Не это ли воплощает для тебя Чавела Варгас, которая снова появляется в этом фильме, после того как пела в «Кике» песню «Luzdeluna»?

Чавела великая жрица этой религии! Впрочем, пончо, которое она носит, немного похоже на одежды священника во время мессы. А одно она делает очень хорошо, даже лучше, чем большинство других артистов, – раскидывает в стороны руки как бы в жесте распятия. А еще у Чавелы лицо первобытного бога. В фильме у нее роль заступницы, в своей песне она рассказывает о том, что на самом деле происходит с Лео. Когда Лео возвращается к жизни, ей очень плохо, и в этой внешней совершенно абсурдной жизни, подобной телевизионному репортажу с конкурса криков, который каждый год устраивается в небольшой испанской деревушке, появляется образ Чавелы, которая говорит о заброшенности, о том, что она чувствует. Это как галлюцинация! Именно это чувство я хотел выразить.

Одиночество, о котором повествует фильм, воспринятое взглядом, проникающим в самую суть, напомнило мне одиночество из твоего рассказа о детстве, являющееся неотъемлемой частью бытия. Возможна ли такая связь?

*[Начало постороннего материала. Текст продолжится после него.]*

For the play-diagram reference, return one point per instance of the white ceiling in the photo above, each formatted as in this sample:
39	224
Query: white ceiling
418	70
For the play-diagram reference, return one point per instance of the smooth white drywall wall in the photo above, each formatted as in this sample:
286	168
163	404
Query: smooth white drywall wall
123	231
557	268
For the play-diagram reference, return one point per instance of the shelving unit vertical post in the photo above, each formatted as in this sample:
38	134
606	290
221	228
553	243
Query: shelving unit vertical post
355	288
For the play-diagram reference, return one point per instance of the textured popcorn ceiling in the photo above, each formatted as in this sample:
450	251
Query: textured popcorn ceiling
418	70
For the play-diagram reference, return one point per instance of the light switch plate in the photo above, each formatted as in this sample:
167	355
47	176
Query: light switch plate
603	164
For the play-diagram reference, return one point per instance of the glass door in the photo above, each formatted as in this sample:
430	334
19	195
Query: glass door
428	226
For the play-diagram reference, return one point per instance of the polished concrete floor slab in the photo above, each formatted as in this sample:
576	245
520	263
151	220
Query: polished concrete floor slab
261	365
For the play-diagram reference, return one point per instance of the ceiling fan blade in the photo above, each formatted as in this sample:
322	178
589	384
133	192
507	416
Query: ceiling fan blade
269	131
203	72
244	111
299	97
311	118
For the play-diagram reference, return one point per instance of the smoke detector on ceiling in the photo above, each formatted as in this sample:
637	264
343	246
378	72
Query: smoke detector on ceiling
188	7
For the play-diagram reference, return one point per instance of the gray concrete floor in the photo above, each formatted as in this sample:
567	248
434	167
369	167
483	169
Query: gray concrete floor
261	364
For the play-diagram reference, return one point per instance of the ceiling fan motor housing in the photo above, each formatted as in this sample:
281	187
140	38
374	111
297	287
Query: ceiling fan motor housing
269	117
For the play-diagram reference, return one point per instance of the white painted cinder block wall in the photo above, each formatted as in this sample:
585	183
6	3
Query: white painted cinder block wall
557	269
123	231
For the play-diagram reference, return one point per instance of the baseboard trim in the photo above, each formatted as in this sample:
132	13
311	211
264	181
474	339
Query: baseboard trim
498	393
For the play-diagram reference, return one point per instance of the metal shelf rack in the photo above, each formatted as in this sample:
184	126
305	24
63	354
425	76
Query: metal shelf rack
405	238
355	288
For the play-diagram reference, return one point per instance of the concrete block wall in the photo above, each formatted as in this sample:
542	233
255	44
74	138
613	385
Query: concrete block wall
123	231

Такое возможно, но если я об этом и вспомнил, то бессознательно. В фильме присутствует период из моего детства, выраженный явно, например, то, как Лео, читая в патио дома своего детства письма соседей и сочиняя для них письма, обретает связь с литературой и писателями. Это личное воспоминание. У меня было очень одинокое детство, но я наполнял это одиночество вещами, которые, в свою очередь, меня неимоверно подпитывали, и я очень много говорил, даже закатывал длинные монологи! Мне не хочется, чтобы думали, будто я был одиноким ребенком, со всеми вытекающими из этого последствиями, даже если это и правда. Я не считаю себя таким.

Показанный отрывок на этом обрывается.